GAO PROVIDES TESTIMONY ON FAA’S AND INDUSTRY’S COST ESTIMATES FOR AIRPORT DEVELOPMENT.
On March 23, 2017, GAO testified before the Senate Subcommittee on Aviation Operations, Safety, and Security, Committee on Commerce, Science, and Transportation concerning the FAA and industry’s estimates for airport development. The administration's call to boost spending on public infrastructure has renewed attention on the importance of maintaining and improving airport infrastructure.
Background. There are roughly 3,300 airports eligible for AIP grants based on their designation by FAA as part of the national airport system. To fund development, in addition to AIP grants, airports rely on locally generated revenues and federally authorized Passenger Facility Charges (PFCs), which are added to the price of an airline ticket and have been capped at $4.50 per flight segment.

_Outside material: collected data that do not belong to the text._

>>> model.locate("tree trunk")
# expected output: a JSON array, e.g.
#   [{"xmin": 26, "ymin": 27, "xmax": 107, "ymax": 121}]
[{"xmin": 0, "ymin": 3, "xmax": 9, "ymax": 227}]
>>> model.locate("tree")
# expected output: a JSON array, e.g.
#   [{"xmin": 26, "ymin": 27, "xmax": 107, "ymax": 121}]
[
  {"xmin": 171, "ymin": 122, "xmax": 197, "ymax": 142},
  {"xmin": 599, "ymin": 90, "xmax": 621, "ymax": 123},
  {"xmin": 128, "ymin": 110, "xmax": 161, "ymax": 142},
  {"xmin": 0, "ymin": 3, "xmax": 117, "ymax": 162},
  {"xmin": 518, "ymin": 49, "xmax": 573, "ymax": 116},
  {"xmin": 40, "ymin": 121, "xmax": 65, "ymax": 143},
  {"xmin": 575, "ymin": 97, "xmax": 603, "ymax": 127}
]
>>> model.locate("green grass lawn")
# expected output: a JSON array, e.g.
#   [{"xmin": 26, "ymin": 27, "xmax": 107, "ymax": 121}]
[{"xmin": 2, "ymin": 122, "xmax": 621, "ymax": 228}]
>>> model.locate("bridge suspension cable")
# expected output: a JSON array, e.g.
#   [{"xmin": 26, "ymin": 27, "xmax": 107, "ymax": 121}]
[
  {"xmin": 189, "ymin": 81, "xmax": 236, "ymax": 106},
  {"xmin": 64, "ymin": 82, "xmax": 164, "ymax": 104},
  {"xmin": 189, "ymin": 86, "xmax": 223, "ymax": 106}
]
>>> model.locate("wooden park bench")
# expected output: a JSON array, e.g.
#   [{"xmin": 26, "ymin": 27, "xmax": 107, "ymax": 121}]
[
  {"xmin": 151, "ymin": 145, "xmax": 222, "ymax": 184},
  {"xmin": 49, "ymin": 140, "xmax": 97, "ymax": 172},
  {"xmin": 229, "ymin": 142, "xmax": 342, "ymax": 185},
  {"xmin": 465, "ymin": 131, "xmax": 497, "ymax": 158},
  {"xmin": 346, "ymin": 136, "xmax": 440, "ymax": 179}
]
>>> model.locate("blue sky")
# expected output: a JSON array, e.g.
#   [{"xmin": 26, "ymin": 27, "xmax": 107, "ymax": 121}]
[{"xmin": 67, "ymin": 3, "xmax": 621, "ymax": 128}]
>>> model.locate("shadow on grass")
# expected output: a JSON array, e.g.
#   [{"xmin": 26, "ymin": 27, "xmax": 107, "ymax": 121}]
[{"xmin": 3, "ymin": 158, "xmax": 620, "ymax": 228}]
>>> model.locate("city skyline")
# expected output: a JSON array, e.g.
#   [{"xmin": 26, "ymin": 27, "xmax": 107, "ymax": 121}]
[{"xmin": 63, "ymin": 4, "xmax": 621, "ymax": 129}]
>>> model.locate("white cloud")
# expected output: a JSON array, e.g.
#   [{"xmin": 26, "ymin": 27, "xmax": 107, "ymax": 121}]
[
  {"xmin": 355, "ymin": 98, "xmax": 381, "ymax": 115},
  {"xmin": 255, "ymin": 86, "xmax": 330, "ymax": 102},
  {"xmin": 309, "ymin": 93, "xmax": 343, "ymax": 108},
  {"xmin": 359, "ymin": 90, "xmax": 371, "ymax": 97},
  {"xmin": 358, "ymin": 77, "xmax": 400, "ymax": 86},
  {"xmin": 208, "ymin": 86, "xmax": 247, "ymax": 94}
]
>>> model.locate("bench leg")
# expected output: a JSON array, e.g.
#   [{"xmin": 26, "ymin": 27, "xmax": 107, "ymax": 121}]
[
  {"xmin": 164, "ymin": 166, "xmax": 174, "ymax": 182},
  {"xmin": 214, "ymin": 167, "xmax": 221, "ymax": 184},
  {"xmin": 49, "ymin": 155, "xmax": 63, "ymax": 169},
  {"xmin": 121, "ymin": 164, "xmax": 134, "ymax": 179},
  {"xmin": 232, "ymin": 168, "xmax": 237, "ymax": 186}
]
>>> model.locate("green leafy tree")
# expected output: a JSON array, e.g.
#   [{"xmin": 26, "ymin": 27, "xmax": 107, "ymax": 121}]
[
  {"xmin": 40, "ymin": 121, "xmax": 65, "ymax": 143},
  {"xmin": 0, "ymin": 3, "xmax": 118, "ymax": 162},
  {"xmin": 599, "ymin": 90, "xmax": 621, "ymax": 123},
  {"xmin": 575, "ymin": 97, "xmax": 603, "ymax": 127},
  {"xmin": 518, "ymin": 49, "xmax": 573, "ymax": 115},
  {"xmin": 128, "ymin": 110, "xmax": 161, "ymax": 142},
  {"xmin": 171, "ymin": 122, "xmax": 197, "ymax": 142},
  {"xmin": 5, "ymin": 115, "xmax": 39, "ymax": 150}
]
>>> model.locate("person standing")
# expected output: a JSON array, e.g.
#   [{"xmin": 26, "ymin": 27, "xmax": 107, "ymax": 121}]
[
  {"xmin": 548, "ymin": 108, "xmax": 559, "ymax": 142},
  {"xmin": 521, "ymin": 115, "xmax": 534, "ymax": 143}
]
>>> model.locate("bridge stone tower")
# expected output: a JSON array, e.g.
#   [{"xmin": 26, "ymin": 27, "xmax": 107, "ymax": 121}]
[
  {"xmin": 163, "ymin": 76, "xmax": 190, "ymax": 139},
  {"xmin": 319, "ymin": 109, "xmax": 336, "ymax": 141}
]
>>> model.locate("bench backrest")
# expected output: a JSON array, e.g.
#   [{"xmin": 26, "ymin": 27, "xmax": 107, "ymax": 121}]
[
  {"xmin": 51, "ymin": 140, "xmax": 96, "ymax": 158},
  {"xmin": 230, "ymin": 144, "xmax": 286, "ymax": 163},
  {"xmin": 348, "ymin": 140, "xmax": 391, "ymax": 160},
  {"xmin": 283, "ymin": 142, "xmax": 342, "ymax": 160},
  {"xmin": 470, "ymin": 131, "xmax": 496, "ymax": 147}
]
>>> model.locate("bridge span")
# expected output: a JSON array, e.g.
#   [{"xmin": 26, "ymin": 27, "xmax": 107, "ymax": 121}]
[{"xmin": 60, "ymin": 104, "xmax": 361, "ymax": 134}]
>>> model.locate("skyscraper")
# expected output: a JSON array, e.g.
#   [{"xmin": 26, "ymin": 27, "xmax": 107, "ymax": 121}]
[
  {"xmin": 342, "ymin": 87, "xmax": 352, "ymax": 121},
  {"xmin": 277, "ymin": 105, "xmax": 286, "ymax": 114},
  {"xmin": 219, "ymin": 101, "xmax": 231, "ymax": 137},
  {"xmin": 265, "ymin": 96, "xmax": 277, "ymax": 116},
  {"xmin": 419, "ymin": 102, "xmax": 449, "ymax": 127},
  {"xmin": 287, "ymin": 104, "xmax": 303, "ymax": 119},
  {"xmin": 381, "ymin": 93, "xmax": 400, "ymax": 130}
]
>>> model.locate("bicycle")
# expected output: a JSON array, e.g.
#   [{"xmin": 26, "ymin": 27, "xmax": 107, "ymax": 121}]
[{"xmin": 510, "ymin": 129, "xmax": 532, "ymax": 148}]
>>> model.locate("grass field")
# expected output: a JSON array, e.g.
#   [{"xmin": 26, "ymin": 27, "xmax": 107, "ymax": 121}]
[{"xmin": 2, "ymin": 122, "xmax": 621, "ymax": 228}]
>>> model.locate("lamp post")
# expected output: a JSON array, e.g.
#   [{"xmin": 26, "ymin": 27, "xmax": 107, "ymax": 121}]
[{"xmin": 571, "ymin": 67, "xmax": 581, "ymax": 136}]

Summary. GAO’s testimony discussed: (1) the differences between estimates of airports’ planned development costs, (2) the federal funding and other airport funding and revenues that may be available to defray development costs, and (3) the implications of increasing the cap on PFCs, among other objectives.
GAO had previously testified on data from March 1998 through April 2015.
Findings. The FAA estimates that costs for planned capital development at airports over the next five years is about $32.5 billion, compared to the Airports Council International-North America’s (ACI-NA) estimate of almost $100 billion, both for the period 2017-2021. The difference between these two estimates is mostly attributed to the types of projects included in the estimates. FAA’s estimate is limited to projects that are eligible for AIP grants that do not already have funding arranged, whereas ACI-NA’s estimates include all projects regardless of AIP eligibility or whether funding is arranged. Since 2015, FAA’s estimate has decreased by $1 billion whereas ACI-NA’s has increased by $24.4 billion.